Markus Zweckstetter mostly deals with Biophysics, Biochemistry, Nuclear magnetic resonance spectroscopy, Protein structure and Crystallography. His Biophysics study integrates concerns from other disciplines, such as Plasma protein binding, Tau protein, Microtubule and Phosphorylation. Markus Zweckstetter combines subjects such as Alpha-synuclein and Cell biology with his study of Biochemistry.

The various areas that Markus Zweckstetter examines in his Alpha-synuclein study include Mutation, Mutant, In vivo and Amyloid. His Protein structure study combines topics from a wide range of disciplines, such as Membrane protein and Protein folding. His Protein aggregation research is multidisciplinary, relying on both P3 peptide, α synuclein, Synucleinopathies, Neurodegeneration and Alzheimer's disease.

He most often published in these fields:

• Biophysics (55.34%)
• Biochemistry (48.46%)
• Nuclear magnetic resonance spectroscopy (26.60%)
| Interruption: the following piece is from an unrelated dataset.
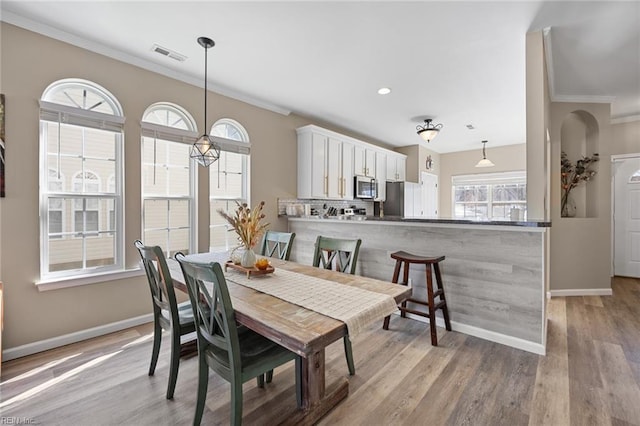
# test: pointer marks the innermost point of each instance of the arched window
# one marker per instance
(81, 128)
(228, 179)
(168, 178)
What were the highlights of his more recent work (between 2017-2021)?

• Biophysics (55.34%)
• Tau protein (24.23%)
• Phosphorylation (28.27%)

In recent papers he was focusing on the following fields of study:

His primary areas of study are Biophysics, Tau protein, Phosphorylation, Protein aggregation and Intrinsically disordered proteins. His study in Biophysics is interdisciplinary in nature, drawing from both Nuclear magnetic resonance spectroscopy, In vitro, Microtubule and Membrane protein. His work carried out in the field of Nuclear magnetic resonance spectroscopy brings together such families of science as Protein structure, Cyclophilin A and Isomerase.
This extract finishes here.